Characterizing vermicompost microbiome based on shotgun and amplicon sequecing

Project description: This project aimed to compare inferences from metagenomic and metataxonomic data to characterize the diversity of the bacterial and fungal communities associated with vermicomposting. Vermicomposting takes advantage of the synergistic effects of worms and microorganisms (bacteria and fungi) to decompose organic waste. Furthermore, worms can enrich the microbial communities of the resulting compost, enhancing subsequent production as a richer form of organic fertilizer, thus offering a sustainable alternative to chemicals while converting waste products into fertilizer.

1. How was data processed?

Microbial profiles were obtained by shotgun sequencing of genomes and through amplicon sequencing of 16S rRNA for bacteria and ITS for fungi.

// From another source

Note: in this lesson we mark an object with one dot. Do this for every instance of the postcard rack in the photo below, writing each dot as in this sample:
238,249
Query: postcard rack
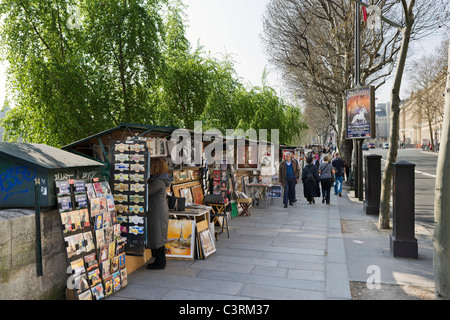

Data from 16S and 18S sequencing were processed using the R package dada2 version 1.12. Then, the standard dada2 pipeline was applied to perform amplicon sequence variant (ASV) inference, merge paired reads, and identify chimeras. Taxonomic assignment for 16S was performed against the Silva v132 database using the dada2-formatted training files for taxonomy and species-level assignment. Taxonomic assignment for 18S was performed against the Silva v132 Eukaryotic 18S database.

Data from ITS sequencing were processed differently due to the variable size of the ITS region. Raw reads from ITS sequencing were first subject to adapter trimming by cutadapt version 2.3 which removed primer sequences due to read-through. Taxonomic assignment for ITS was performed against the UNITE version 18.11.2018 database.

For the resulting 16S, 18S, and ITS dada2-processed data, ASV sequences were aligned using MAFFT and used to build a tree with FastTree. The resulting data were imported into phyloseq for further analysis.

2. What kind of data was I dealing with?

It is imperative to ask the right questions to elicit the the right responses. Overview of abundant taxa in each group—in phlya and class. Alpha and beta diversity indices.

Alpha diversity: Chao, Shannon, Simpson, Fisher
Beta diversity: Bray, Jaccard

Questions

1. What are the most abundant bacterial and fungal taxa in each group?
2. Does taxonomic composition vary the same way across groups?
3. Does alpha-diversity vary the same way across groups?
4. Does beta-diversity vary the same way across groups?
5. What are the most abundant bacterial functions in each group?
6. Do bacterial functional profiles vary the same way across groups?

3. How was data analyzed?

Unfortunately, I was unable to include all my analyses so I selected.

Across all alpha-diversity tests for the ITS data, the samples with earthworms showed higher levels of alpha-diversity than the control samples. Shotgun analysis showed inconclusive results, with diversity levels ranging widely by the test used, and with the samples with and without earthworms showing nearly the same level of diversity.

In the ITS analysis, beta-diversity differed between the samples with earthworms and the control samples, but in the shotgun analysis, both PCoA methods grouped all samples together regardless of the presence or absence of earthworms.